João Paulo

Personal information
- Full name: João Paulo Azevedo Barbosa
- Date of birth: 12 February 1981 (age 44)
- Place of birth: Limeira, Brazil
- Height: 1.85 m (6 ft 1 in)
- Position: Goalkeeper

Team information
- Current team: Nacional-AM

Youth career
- 1998–2000: União São João

Senior career*
- Years: Team / Apps / (Gls)
- 2000–2003: União São João
- 2004: Ituano
- 2005: Inter de Limeira
- 2006: Oeste
- 2007: América-RN
- 2007–2008: Rio Branco-ES
- 2008: Metropolitano
- 2009: Brasil de Pelotas / 9 / (0)
- 2010: Metropolitano / 8 / (0)
- 2011: Mogi Mirim / 0 / (0)
- 2011: Grêmio Barueri / 2 / (0)
- 2012: Catanduvense / 0 / (0)
- 2012: Bragantino / 0 / (0)
- 2012: Icasa / 14 / (0)
- 2013: Joinville / 0 / (0)
- 2013: Cuiabá / 13 / (0)
- 2014: Metropolitano / 0 / (0)
- 2014: Atlético Sorocaba / 0 / (0)
- 2015: CSA / 0 / (0)
- 2015: Chapecoense / 0 / (0)
- 2016: Brusque / 12 / (0)
- 2016–: Nacional-AM / 0 / (0)

= João Paulo (footballer, born February 1981) =

Brazilian footballer

João Paulo Azevedo Barbosa (born 12 February 1981), simply known as João Paulo, is a Brazilian footballer who plays for Nacional-AM as a goalkeeper.

==Club career==
Born in Limeira, São Paulo, João Paulo made his senior debuts with União São João in 2000. After subsequently playing for lower teams in the same state, he joined América-RN in 2007.

On 12 February 2008, after appearing with Rio Branco-ES, João Paulo signed for Metropolitano.
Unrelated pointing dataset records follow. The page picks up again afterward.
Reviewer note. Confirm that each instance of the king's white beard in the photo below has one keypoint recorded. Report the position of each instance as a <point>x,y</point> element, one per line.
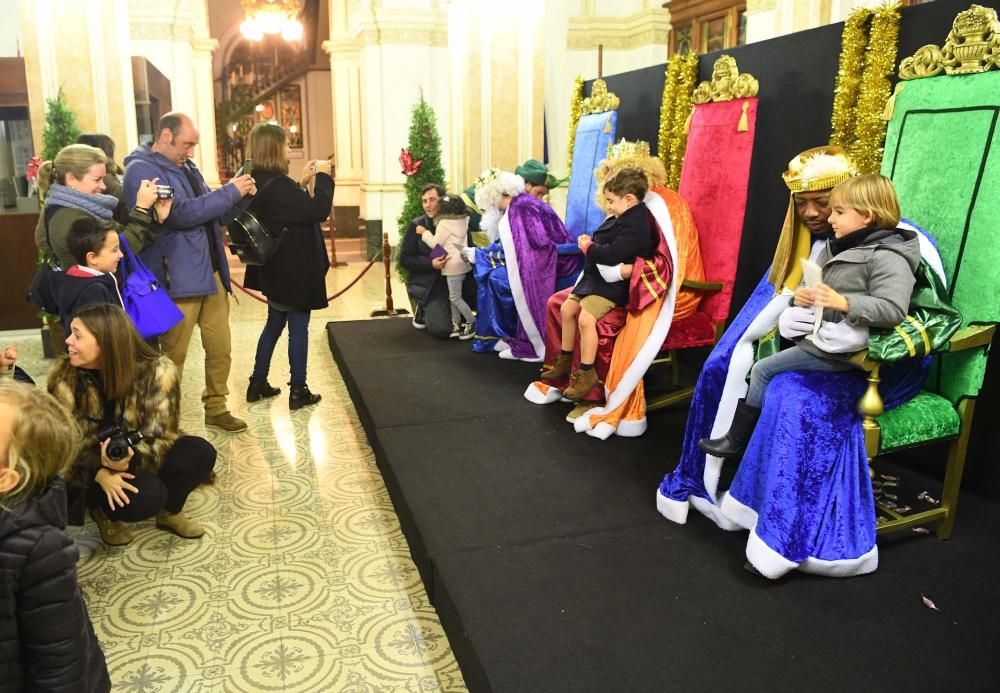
<point>490,223</point>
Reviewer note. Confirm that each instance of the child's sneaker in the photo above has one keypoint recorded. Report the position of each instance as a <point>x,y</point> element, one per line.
<point>562,366</point>
<point>580,383</point>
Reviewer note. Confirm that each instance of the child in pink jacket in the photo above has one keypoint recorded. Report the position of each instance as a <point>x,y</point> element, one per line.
<point>451,229</point>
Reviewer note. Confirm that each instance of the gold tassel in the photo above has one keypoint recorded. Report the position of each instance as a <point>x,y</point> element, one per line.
<point>890,104</point>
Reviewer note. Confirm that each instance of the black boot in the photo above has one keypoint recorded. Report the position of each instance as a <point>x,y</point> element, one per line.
<point>259,387</point>
<point>733,443</point>
<point>299,396</point>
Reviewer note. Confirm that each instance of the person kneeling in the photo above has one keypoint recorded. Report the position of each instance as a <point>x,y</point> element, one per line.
<point>134,464</point>
<point>451,232</point>
<point>623,237</point>
<point>868,279</point>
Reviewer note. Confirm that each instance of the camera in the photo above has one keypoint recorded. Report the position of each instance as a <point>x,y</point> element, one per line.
<point>119,441</point>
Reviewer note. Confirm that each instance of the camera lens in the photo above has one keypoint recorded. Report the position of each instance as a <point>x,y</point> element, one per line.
<point>117,450</point>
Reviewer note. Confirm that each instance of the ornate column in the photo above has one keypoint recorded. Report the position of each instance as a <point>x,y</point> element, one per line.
<point>83,48</point>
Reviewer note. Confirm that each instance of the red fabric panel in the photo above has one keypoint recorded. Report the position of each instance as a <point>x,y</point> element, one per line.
<point>714,182</point>
<point>695,330</point>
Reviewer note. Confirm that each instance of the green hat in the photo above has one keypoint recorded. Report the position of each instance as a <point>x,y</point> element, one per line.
<point>533,171</point>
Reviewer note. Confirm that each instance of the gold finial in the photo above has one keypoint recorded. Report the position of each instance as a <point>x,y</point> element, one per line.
<point>625,149</point>
<point>727,83</point>
<point>600,99</point>
<point>972,45</point>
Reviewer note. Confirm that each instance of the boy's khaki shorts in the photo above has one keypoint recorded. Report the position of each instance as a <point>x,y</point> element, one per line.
<point>598,306</point>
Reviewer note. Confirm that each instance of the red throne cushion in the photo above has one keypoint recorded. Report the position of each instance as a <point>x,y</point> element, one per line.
<point>695,330</point>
He left the club in the following year, but after playing for Brasil de Pelotas, returned to Metrô in 2010.

João Paulo moved back to his native state on 2 October 2010, after agreeing to a deal with Mogi Mirim. On 15 April of the following year he joined Grêmio Barueri in Série B, making his debut in the category on 20 May 2011, starting in a 0–1 away loss against Goiás.

On 16 May 2012, after impressing with Grêmio Catanduvense in Campeonato Paulista (despite appearing in only three matches), João Paulo signed for Bragantino. After making no appearances for Braga, he moved to Icasa shortly after.

On 2 January 2013 João Paulo was announced at Joinville. On 13 May he joined Cuiabá, but returned to Metropolitano on 12 November.

On 27 June 2014, João Paulo agreed a contract with Blumenau, but on 2 July joined Atlético Sorocaba. On 3 November he moved to CSA, but rescinded his link on 19 February 2015.

Hours after rescinding with CSA, João Paulo signed a three-month deal with Série A club Chapecoense.